Hindu community celebrates Diwali


Joyce Yang
staff writer

The festive holiday Diwali, also known as the Festival of Lights, is Nov. 7 this year. Diwali is India’s biggest and most important holiday of the year and is celebrated in a variety of ways.

Diwali got its name from the clay lamps that Indians put out in a row that light up outside their house. It symbolizes the inner light that protects them from the spiritual darkness. Similarly to how Christmas is important to Christians, this festival is as important to Hindus. Even though it’s a festival important to Hindus, it has been a holiday that is celebrated by most Indians regardless of their faith whether they are Jains, Buddhists or Sikhs. “It’s a festival to bring the community together to celebrate life,” senior Keerat Singh said.

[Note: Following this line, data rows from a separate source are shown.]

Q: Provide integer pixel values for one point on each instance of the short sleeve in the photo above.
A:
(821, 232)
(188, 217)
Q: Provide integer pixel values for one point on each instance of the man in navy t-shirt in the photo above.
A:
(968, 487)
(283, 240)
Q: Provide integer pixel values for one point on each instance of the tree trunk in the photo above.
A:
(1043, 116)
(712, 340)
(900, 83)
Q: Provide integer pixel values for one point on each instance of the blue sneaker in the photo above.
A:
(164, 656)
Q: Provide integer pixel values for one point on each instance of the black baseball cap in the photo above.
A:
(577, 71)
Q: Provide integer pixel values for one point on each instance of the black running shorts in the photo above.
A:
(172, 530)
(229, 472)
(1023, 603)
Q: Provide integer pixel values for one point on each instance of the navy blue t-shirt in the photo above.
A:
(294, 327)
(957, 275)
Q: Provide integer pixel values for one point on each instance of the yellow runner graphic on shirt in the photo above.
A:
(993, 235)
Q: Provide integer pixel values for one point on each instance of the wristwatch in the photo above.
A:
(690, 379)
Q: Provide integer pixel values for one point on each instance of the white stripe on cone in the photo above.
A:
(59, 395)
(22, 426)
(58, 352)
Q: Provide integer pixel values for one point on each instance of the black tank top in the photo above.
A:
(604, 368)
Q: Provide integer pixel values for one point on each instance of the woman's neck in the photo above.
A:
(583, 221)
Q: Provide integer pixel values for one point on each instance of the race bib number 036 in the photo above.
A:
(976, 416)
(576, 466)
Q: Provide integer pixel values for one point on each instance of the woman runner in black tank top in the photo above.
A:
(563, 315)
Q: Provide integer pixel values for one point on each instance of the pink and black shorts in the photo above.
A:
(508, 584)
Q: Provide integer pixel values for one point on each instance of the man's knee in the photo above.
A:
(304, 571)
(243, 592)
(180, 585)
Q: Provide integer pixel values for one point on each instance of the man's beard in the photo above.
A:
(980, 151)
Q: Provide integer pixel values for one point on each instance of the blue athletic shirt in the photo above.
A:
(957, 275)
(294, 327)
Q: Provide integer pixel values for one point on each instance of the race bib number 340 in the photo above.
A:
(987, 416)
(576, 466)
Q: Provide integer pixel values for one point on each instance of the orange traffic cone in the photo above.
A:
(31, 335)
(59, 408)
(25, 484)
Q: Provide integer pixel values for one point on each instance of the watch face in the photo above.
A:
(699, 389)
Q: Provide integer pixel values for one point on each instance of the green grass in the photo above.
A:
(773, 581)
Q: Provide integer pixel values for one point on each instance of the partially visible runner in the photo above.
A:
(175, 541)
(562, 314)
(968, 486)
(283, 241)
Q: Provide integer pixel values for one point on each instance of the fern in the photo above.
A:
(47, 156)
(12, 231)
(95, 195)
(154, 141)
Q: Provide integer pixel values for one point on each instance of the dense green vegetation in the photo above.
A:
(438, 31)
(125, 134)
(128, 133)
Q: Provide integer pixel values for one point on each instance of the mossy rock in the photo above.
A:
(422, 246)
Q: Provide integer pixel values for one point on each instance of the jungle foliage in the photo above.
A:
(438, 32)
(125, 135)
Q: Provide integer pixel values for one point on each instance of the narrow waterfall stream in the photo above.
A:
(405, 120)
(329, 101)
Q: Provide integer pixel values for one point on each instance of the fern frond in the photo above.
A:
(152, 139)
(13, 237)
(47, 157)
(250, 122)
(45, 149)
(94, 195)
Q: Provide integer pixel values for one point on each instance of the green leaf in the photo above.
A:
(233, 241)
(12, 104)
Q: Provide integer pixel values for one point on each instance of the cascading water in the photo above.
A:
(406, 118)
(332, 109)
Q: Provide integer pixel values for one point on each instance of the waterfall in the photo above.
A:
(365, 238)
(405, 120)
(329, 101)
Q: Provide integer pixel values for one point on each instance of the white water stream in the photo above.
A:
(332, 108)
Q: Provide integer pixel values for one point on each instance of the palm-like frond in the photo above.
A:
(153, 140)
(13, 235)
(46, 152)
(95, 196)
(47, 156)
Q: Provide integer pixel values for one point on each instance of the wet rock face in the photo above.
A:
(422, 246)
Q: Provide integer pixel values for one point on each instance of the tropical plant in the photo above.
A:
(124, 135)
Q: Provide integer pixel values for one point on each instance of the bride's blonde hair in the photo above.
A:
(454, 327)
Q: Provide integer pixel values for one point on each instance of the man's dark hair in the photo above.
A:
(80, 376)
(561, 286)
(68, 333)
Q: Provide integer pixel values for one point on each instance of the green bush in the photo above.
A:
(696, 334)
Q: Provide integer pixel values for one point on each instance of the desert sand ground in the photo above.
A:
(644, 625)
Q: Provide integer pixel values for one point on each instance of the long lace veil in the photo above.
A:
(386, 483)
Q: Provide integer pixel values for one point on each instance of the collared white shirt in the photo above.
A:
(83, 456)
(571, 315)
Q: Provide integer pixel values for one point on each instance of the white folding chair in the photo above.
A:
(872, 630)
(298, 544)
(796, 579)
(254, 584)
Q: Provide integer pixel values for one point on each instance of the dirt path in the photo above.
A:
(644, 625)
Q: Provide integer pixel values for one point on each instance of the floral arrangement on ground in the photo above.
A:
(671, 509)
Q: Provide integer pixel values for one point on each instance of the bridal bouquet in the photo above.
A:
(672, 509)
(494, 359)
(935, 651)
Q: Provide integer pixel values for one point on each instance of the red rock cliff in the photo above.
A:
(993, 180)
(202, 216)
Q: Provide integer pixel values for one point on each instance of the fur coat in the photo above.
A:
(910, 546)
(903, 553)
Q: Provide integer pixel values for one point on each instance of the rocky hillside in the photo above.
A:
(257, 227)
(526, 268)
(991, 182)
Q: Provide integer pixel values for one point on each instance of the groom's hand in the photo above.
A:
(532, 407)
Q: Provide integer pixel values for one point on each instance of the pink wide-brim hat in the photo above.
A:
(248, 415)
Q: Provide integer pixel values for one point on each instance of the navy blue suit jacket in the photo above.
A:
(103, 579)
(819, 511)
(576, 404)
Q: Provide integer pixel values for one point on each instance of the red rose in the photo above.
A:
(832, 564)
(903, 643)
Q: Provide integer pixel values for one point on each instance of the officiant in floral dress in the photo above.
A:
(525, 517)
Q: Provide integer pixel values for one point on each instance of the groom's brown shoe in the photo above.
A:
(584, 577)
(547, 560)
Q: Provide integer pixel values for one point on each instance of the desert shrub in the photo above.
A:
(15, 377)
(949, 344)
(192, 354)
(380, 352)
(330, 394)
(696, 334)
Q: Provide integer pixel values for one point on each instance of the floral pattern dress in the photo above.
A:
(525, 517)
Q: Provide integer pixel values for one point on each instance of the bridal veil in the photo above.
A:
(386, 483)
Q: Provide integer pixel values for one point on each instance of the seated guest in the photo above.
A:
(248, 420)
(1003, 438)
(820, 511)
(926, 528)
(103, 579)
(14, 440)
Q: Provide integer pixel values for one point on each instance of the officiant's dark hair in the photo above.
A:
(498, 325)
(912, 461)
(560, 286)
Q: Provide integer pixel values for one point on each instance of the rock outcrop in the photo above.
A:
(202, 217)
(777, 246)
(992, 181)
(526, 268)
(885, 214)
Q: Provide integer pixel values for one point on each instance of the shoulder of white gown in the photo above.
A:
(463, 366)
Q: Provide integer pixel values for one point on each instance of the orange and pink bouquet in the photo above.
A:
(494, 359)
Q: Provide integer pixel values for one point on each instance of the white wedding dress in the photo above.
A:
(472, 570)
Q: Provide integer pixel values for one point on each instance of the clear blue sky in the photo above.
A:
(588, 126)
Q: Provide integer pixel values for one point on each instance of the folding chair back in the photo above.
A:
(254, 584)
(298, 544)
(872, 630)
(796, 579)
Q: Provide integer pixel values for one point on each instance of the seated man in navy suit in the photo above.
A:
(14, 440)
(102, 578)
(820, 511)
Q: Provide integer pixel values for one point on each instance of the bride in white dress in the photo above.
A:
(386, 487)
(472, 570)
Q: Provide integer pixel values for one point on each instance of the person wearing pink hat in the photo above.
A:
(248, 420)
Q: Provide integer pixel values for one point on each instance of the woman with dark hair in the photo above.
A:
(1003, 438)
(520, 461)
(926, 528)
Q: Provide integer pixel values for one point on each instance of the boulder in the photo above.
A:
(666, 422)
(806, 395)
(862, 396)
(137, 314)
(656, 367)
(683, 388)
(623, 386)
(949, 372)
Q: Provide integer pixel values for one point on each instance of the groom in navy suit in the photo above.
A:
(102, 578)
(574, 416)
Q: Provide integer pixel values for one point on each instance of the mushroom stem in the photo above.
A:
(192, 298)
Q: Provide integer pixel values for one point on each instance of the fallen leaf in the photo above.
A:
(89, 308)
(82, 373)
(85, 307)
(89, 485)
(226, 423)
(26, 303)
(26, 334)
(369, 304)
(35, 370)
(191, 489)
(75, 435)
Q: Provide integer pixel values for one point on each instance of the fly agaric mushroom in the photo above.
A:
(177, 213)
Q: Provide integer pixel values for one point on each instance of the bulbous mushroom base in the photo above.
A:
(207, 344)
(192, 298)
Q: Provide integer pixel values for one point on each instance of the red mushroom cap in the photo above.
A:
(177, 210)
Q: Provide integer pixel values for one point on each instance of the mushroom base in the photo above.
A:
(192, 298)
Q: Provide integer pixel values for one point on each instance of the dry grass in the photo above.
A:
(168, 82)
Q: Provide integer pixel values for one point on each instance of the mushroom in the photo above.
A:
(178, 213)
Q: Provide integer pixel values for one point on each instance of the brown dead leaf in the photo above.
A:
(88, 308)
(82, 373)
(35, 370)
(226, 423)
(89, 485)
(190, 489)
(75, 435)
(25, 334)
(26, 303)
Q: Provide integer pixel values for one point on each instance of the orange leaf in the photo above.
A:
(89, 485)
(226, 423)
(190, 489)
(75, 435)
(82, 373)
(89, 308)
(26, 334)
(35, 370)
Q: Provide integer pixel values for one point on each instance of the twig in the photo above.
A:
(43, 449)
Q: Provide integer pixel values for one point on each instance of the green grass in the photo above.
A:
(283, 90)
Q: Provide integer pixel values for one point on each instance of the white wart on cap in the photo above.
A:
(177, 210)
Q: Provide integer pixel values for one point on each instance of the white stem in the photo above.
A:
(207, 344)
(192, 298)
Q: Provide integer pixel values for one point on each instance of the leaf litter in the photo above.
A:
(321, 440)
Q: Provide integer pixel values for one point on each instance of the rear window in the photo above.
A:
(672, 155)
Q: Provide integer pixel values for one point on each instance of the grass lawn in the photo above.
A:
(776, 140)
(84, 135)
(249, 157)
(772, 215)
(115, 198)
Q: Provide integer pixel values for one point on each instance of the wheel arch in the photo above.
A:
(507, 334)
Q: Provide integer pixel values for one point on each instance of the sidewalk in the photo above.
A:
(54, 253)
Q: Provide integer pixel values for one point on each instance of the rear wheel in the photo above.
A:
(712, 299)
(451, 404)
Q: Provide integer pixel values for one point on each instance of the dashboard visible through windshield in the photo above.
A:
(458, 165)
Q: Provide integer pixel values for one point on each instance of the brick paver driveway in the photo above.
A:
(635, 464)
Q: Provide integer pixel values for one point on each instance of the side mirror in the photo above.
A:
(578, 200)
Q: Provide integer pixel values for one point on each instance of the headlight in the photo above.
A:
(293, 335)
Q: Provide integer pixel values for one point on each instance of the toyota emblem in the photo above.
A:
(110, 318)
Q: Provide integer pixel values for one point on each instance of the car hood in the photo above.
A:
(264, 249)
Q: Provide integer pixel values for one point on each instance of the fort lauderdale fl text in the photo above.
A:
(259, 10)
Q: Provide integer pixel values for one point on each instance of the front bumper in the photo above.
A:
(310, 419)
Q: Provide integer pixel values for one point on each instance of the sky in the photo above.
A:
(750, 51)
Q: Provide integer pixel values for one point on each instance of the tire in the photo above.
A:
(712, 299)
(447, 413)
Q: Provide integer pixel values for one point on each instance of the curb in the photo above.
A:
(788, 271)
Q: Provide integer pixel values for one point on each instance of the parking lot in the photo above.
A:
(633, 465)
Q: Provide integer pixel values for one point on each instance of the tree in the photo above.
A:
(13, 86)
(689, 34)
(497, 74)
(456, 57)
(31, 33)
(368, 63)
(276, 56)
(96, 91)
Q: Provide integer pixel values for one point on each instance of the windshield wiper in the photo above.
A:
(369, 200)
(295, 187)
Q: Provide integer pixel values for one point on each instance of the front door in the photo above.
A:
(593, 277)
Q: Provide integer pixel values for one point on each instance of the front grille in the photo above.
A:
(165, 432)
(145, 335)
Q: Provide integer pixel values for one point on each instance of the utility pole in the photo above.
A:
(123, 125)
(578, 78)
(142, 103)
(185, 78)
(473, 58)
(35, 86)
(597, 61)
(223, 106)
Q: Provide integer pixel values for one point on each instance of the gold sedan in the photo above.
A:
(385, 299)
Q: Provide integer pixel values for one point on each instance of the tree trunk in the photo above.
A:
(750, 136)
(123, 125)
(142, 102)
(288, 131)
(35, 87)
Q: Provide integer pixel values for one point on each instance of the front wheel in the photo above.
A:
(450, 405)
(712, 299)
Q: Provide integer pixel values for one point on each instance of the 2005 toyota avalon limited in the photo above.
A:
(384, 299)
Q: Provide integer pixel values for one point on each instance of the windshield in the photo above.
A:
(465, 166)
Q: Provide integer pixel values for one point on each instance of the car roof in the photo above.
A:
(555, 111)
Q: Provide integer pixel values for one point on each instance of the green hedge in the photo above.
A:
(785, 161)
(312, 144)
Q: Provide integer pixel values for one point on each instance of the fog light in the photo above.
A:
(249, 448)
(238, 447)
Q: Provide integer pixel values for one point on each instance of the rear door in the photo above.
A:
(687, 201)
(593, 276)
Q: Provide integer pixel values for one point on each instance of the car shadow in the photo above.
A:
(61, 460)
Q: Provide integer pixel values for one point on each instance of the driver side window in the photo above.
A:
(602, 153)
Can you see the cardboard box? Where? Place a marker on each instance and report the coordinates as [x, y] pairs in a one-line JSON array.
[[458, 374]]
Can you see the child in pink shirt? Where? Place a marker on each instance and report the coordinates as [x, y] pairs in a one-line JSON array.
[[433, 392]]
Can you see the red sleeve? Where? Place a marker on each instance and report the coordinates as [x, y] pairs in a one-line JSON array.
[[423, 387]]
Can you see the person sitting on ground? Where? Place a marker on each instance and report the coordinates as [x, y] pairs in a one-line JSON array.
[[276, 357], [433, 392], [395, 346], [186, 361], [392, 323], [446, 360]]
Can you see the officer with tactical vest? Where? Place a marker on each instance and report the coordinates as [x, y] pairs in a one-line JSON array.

Diwali lasts five days and each day consists of a traditional activity. On the first day, those celebrating consider it favorable and a sign of success if they clean the home and shop for gold or kitchen utensils. The second day, they decorate their homes with clay lamps and create design patterns called rangoli on the floor using colored powders or sand. The main day is the third day where families get together for Lakshmi puja, a prayer to Goddess Lakshmi. The fourth day will be the first day of the new year where families visit with gifts and best wishes for the season. On the last day, it’s a tradition for brothers to visit their married sisters with love and a lavish meal. “I like the food. There is khee,r which is like a rice pudding that is made. There is Laddoos, gulab-jamun, imarti, and jalebi which are other Indian sweets,” senior Archita Sood said.

Diwali marks the day where good beats the evil. In the Hindu communities, different parts of India like the north, south and west have different perspectives and stories behind Diwali. In northern India, they celebrate King Rama’s return to Ayodhya after he defeated Ravana. In southern India, they celebrate the day as a celebration that Lord Krishna defeated the demon Narakasura. In the western part of India, the day marks the celebration that Lord Vishnu sent the demon King Bali to rule the nether world.

Non-Hindu communities have different reasons to celebrate the holiday. In Jainism, it is the day where Lord Mahavira awakens. In Sikhism, it is the day that Guru Hargobind Ji was freed from imprisonment.